‘Vinyl’ Recap: Dirty Dancing
Five episodes into Vinyl‘s initial spin and one thing is clear: This show hates Jethro Tull.
Remmeber a few episodes ago, when Richie Finestra got so incensed by the “Aqualung” impresarios’ flute-laden prog rock that he yanked the record off the turntable and smashed it over his knee? This week, merely presenting our antihero and his A&R right-hand man Julie with a group of I Can’t Believe It’s Not Ian Anderson renaissance-faire goobers was enough to get the Ivy League tryhard Clark (“I graduated from fucking Yale!”) demoted to sandwich gofer. Look, we believe Metallica should have won that Grammy 27 years ago too, but after the second season of Fargo used “Locomotive Breath” to score an amazing gang-war montage — this should all be water under the bridge. You’re really gonna listen to “Cross-Eyed Mary” and argue that these dudes were everything wrong with Seventies rock & roll, while Loggins & Messina walk free? Fight the real enemy, folks.
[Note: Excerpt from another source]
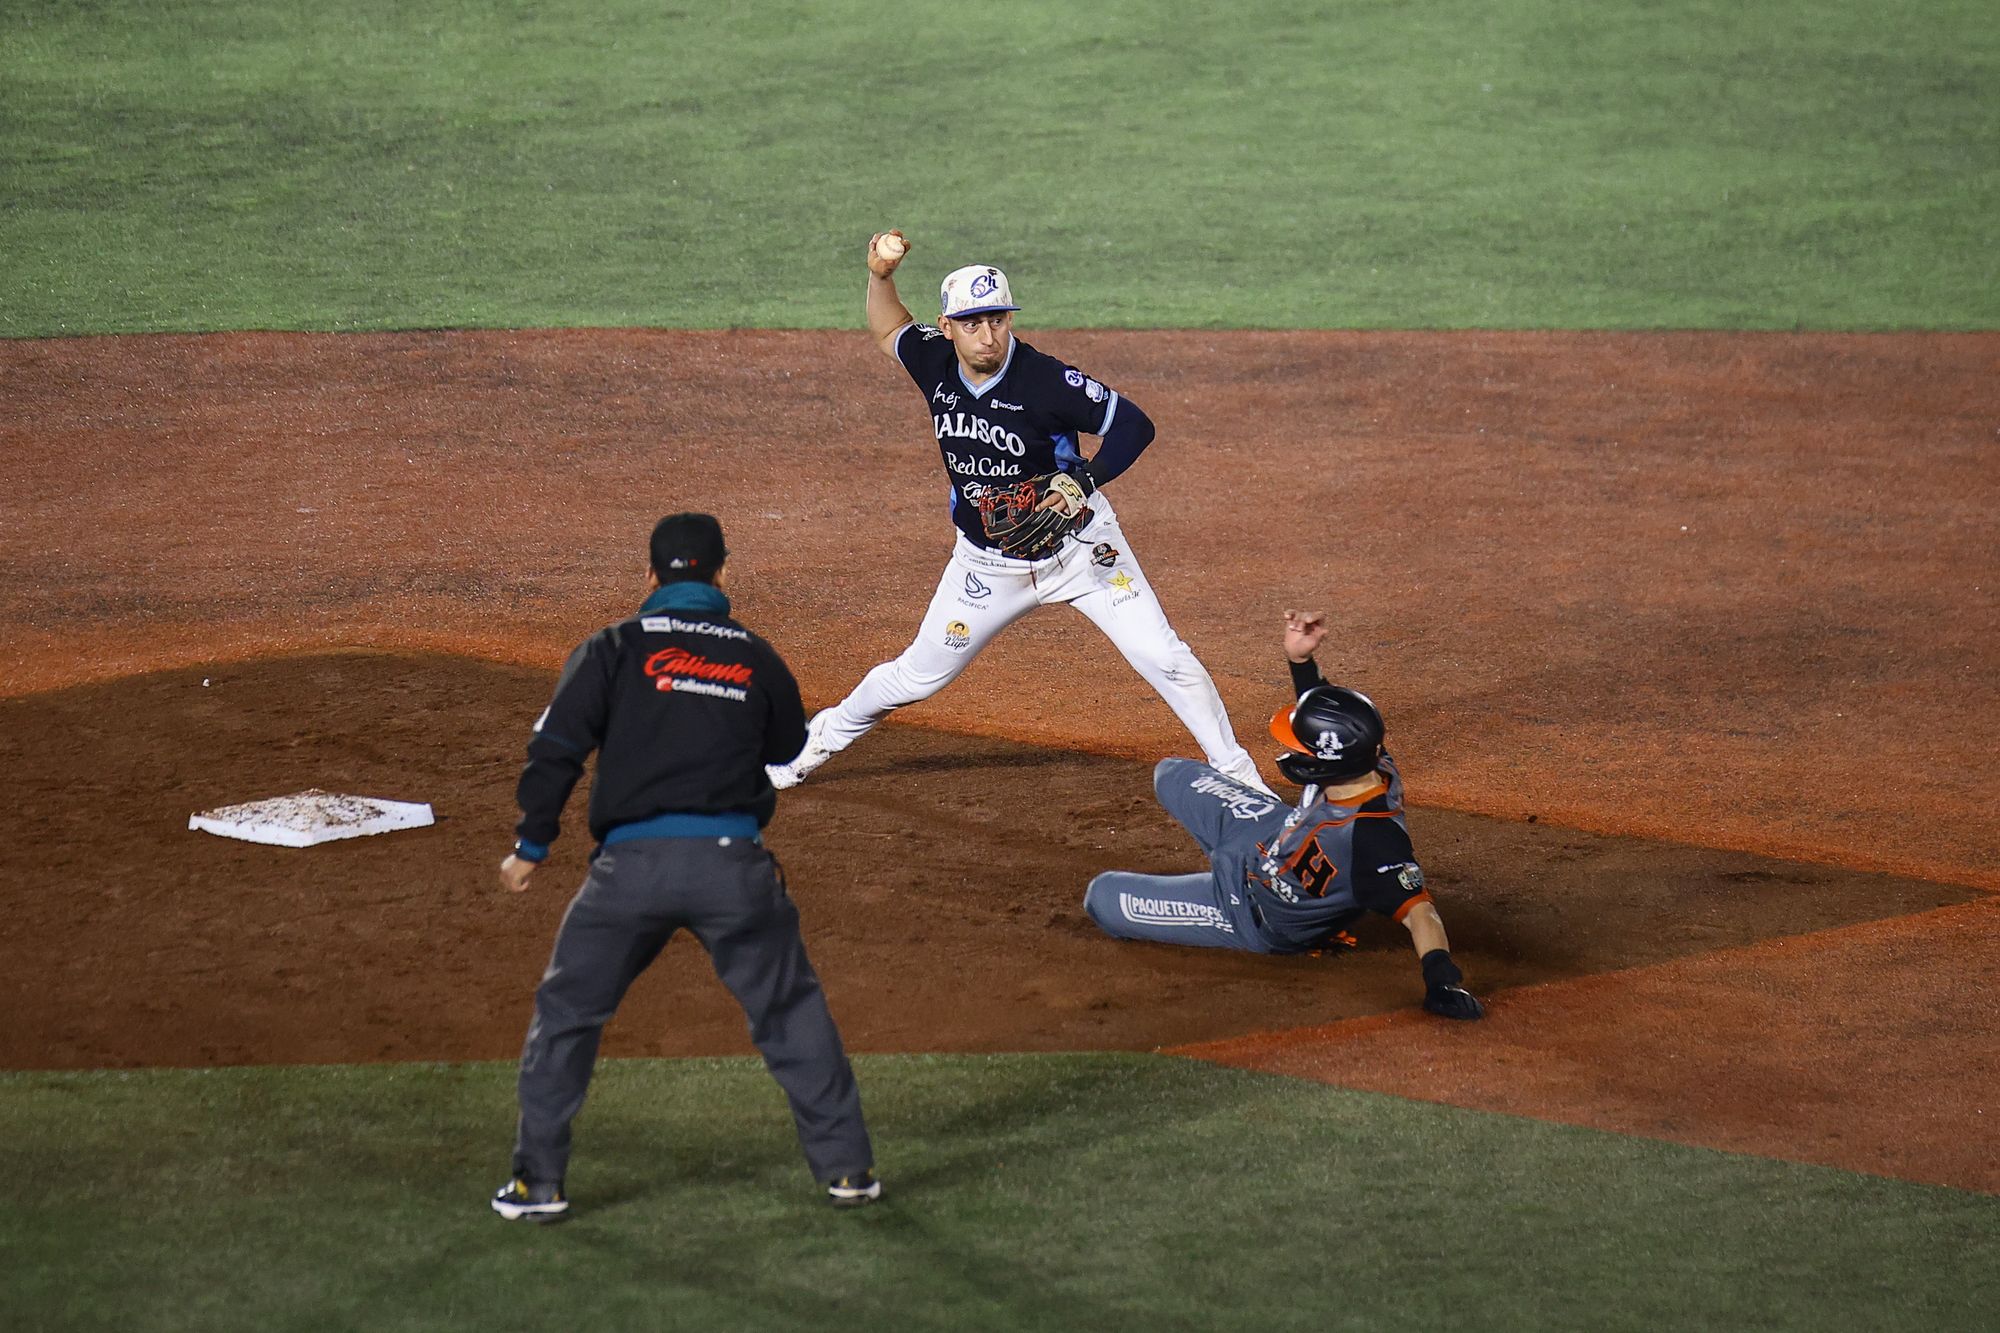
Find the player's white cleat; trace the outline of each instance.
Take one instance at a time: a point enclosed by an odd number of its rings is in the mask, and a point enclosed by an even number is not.
[[[1247,754],[1243,756],[1243,762],[1236,765],[1234,768],[1218,769],[1217,771],[1220,772],[1224,777],[1234,778],[1236,779],[1236,781],[1242,783],[1246,787],[1252,788],[1253,790],[1256,791],[1263,792],[1266,796],[1270,797],[1274,801],[1277,801],[1280,805],[1285,804],[1285,799],[1282,796],[1279,796],[1278,793],[1271,790],[1270,784],[1264,781],[1262,774],[1258,773],[1256,762],[1252,760],[1250,756]]]
[[[764,776],[779,791],[796,787],[806,780],[807,774],[833,757],[833,751],[826,748],[821,737],[826,735],[826,718],[833,710],[822,708],[813,714],[812,721],[806,723],[806,748],[799,751],[799,757],[789,764],[766,764]]]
Dubious taste in targets aside, this week’s Vinyl episode — the aptly titled “He in Racist Fire” — kept things moving at a fairly steady clip. While not as exciting visually as the previous two installments, it was buoyed by strong guest stars and its most complex, if unpleasant, investigation of how women and sexuality are utilized as means to an end in Richie’s wild world.
That deep dive took place in the swanky hotel room of Hannibal, the charismatic and razor-sharp funk musician whom American Century Records is desperate to keep on the roster. Since the singer has been stepping out with Richie’s secretary, Cece — who’s also leaking him information regarding douchebag record-industry rival Jackie Jervis — Finestra’s got an idea: a double date that ropes in his wife Devon. “Wear something sexy!” he shouts enthusiastically over the phone, hoping to trot her out as a glamorous incentive to stay with the label. Over dinner, the couple marvels at the superstar’s ability to create anagrams out of anyone’s name within seconds; what he comes up with for both Finestras — “Finest Dove Ran” for Devon, “He in Racist Fire” for Richie — proves remarkably prophetic.